Il suffit parfois d’un match pour définir un mois entier. Et ce soir, contre Vegas, tout repose sur les épaules de Jakub Dobes.
C’est brutal, c’est cruel, mais c’est la réalité : s’il ne gagne pas, la paperasse est déjà prête. Le Canadien n’aura pas d’autre choix que d’enclencher le processus visant à l’envoyer à Laval pendant la pause olympique… même si le principal intéressé refuse catégoriquement cette idée depuis le premier jour.
Car Dobes ne s’en est jamais caché : pour lui, retourner dans la Ligue américaine « n’aurait aucun sens ». Il l’a dit, répété et assumé.
Et derrière cette phrase, on sent tout le stress d’un jeune gardien qui sait qu’il joue gros. Personne n’a oublié comment il s’était laissé atteindre par les critiques il y a quelques semaines.
Personne n’a oublié ses larmes, son désarroi et l’impression qu’il tenait à bout de bras une pression devenue trop lourde. Aujourd’hui, tout cela revient. Et il le sait.
Le problème, c’est que cette fois, ce n’est pas juste une question sportive. C’est une question administrative, contractuelle, réglementaire.
Une machine complexe qui rend son cas presque impossible à gérer. Comme l’a expliqué en détail le journaliste Nicolas Cloutier de TVA Sports, rétrograder Dobes durant la pause olympique relève littéralement du casse-tête.
D’abord, un règlement implacable : tout joueur qui a passé 80 jours sur le roster d’une équipe de la LNH avant le 21 janvier ne peut plus être rétrogradé durant le gel des transactions.
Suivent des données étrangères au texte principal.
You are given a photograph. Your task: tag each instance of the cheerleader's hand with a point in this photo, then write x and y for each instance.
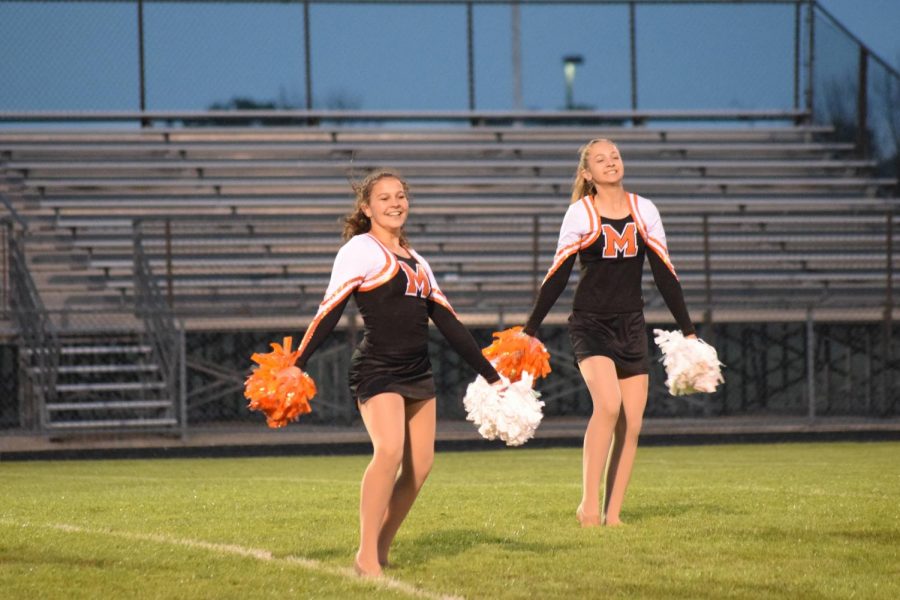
(500, 385)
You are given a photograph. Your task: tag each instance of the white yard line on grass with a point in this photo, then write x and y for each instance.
(257, 553)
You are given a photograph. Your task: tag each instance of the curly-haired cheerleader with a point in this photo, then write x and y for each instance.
(390, 373)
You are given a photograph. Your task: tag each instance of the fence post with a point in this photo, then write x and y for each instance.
(811, 50)
(306, 55)
(797, 46)
(5, 233)
(470, 53)
(632, 34)
(141, 68)
(862, 104)
(516, 25)
(535, 252)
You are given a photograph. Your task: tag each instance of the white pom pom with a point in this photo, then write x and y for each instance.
(692, 365)
(512, 414)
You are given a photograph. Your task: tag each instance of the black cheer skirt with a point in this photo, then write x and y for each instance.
(621, 337)
(407, 374)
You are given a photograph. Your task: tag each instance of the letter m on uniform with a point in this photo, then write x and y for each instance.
(417, 283)
(619, 244)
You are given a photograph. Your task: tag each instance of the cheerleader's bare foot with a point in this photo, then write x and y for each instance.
(586, 520)
(365, 570)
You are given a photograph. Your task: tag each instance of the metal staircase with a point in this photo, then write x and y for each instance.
(112, 384)
(83, 381)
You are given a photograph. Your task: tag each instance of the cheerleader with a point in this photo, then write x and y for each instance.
(390, 373)
(610, 230)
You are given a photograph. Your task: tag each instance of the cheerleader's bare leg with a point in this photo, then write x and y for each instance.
(599, 374)
(628, 429)
(384, 416)
(418, 456)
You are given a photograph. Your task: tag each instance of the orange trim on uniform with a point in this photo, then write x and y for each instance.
(325, 307)
(439, 297)
(390, 268)
(564, 253)
(658, 247)
(594, 218)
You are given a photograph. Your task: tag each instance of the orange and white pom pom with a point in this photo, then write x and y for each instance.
(277, 388)
(691, 364)
(514, 352)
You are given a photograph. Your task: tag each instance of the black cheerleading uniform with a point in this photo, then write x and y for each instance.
(396, 296)
(607, 312)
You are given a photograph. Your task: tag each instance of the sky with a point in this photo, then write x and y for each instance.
(875, 22)
(83, 56)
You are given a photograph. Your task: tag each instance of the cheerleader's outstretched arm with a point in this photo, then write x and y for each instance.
(670, 288)
(461, 340)
(552, 288)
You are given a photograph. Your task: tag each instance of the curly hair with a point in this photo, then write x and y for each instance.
(357, 222)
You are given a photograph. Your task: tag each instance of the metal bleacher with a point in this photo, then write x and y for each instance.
(253, 213)
(235, 228)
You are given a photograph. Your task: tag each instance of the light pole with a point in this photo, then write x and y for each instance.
(569, 63)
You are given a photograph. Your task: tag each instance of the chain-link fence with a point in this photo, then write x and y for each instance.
(159, 55)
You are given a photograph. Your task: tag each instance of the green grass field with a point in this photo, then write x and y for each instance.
(756, 521)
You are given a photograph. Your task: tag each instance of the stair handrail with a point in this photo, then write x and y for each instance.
(39, 334)
(161, 329)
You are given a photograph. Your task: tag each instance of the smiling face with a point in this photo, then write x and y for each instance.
(388, 205)
(603, 164)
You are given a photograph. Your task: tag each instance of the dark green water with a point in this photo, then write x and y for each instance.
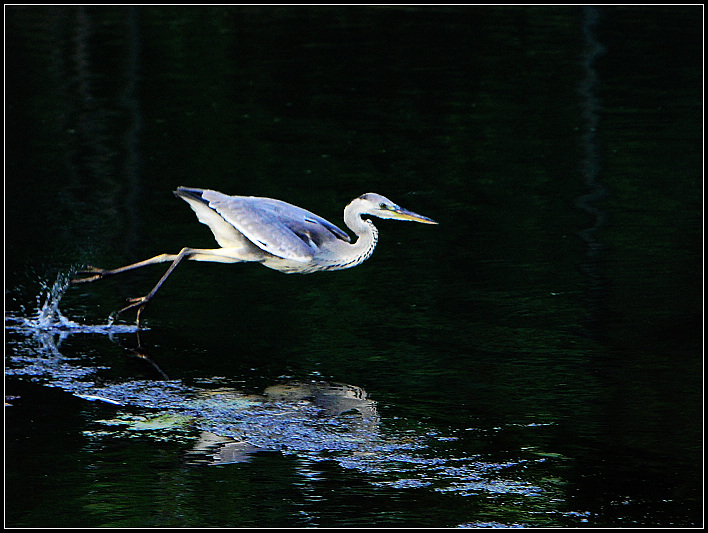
(535, 359)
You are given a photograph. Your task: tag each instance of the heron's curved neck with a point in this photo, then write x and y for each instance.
(366, 232)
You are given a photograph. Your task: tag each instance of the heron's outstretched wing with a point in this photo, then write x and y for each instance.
(279, 228)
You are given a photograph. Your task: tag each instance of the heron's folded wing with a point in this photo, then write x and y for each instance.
(273, 226)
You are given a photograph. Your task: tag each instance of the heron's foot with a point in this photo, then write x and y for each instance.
(139, 302)
(92, 274)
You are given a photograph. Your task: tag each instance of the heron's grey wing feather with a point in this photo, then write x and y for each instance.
(275, 227)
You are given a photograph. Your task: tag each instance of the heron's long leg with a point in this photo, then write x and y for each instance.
(94, 273)
(142, 301)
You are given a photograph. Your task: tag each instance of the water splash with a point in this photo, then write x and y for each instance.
(48, 318)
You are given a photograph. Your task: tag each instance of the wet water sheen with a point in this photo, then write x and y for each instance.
(533, 360)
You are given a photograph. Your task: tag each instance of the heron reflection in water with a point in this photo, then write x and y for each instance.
(274, 233)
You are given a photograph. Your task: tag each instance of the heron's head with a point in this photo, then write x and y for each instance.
(381, 207)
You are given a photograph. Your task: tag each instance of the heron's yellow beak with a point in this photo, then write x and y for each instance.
(403, 214)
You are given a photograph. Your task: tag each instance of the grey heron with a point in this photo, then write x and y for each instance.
(274, 233)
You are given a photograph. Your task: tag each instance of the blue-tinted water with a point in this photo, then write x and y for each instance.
(534, 360)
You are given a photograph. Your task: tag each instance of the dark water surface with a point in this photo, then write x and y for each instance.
(533, 360)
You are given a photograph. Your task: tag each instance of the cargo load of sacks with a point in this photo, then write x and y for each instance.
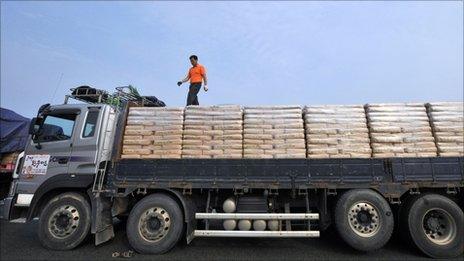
(213, 132)
(448, 127)
(273, 132)
(153, 133)
(400, 130)
(336, 131)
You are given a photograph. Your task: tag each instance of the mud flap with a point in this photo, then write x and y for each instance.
(102, 220)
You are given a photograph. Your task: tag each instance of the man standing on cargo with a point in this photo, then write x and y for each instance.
(196, 75)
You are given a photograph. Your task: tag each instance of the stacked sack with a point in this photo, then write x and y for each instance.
(213, 132)
(273, 132)
(153, 132)
(400, 130)
(337, 131)
(448, 127)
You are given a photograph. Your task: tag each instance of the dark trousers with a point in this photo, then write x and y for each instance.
(192, 98)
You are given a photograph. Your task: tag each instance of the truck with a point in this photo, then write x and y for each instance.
(13, 137)
(73, 179)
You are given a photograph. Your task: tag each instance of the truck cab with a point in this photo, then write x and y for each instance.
(66, 145)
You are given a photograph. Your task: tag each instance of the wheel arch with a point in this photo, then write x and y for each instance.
(56, 185)
(187, 206)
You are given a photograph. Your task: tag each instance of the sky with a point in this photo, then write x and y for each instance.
(255, 53)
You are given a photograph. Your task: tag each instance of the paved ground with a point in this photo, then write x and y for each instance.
(20, 242)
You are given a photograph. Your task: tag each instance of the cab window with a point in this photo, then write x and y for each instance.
(90, 124)
(56, 128)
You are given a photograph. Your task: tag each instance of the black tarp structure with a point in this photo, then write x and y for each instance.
(13, 131)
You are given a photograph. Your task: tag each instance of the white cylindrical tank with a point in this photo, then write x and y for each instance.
(259, 225)
(229, 205)
(229, 224)
(273, 225)
(244, 225)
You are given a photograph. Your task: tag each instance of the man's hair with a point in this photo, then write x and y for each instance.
(194, 57)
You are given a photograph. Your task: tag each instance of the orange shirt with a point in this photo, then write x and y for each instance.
(196, 73)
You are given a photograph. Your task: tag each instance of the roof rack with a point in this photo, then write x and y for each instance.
(122, 95)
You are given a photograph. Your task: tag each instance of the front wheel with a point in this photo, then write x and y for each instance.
(64, 222)
(155, 224)
(436, 226)
(363, 219)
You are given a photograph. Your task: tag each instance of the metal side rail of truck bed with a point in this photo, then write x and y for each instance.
(391, 176)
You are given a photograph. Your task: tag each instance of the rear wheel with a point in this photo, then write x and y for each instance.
(155, 224)
(436, 225)
(64, 222)
(363, 219)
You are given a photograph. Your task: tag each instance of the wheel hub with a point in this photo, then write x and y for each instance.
(439, 226)
(154, 224)
(364, 219)
(63, 221)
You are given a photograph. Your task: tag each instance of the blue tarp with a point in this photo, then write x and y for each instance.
(13, 131)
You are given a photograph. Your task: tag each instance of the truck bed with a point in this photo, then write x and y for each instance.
(388, 174)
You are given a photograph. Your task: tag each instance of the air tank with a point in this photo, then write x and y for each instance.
(273, 225)
(229, 224)
(244, 225)
(259, 225)
(229, 205)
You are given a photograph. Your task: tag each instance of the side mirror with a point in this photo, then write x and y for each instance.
(35, 125)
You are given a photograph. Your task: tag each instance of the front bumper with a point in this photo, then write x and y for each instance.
(5, 207)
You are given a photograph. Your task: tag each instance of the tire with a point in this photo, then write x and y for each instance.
(155, 224)
(427, 213)
(363, 219)
(64, 222)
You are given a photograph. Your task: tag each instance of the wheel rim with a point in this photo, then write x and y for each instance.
(364, 219)
(64, 221)
(154, 224)
(439, 226)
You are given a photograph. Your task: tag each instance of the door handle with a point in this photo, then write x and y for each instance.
(63, 160)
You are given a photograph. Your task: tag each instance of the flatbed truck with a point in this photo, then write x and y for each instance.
(75, 181)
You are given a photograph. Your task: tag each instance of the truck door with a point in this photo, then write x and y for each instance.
(48, 153)
(85, 145)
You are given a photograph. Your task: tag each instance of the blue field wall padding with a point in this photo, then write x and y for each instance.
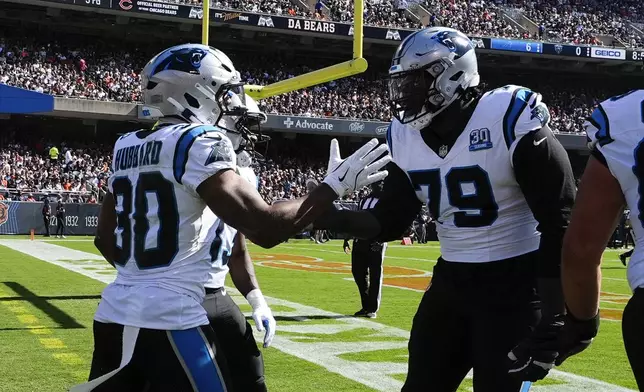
(15, 100)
Ce gel entre en vigueur le 4 février à 15 h et bloque pratiquement toutes les manoeuvres jusqu’au 23 février. Résultat : si Montréal veut envoyer Dobes à Laval, cela doit se faire avant le 4 février. Problème majeur : le CH joue à Winnipeg… le 4 février au soir.
Il faudrait donc que Samuel Montembeault obtienne le départ contre les Jets et, en même temps, que le CH rappelle administrativement un autre gardien, Kaapo Kahkonen ou Jacob Fowler, pour occuper la chaise de deuxième gardien sur le banc.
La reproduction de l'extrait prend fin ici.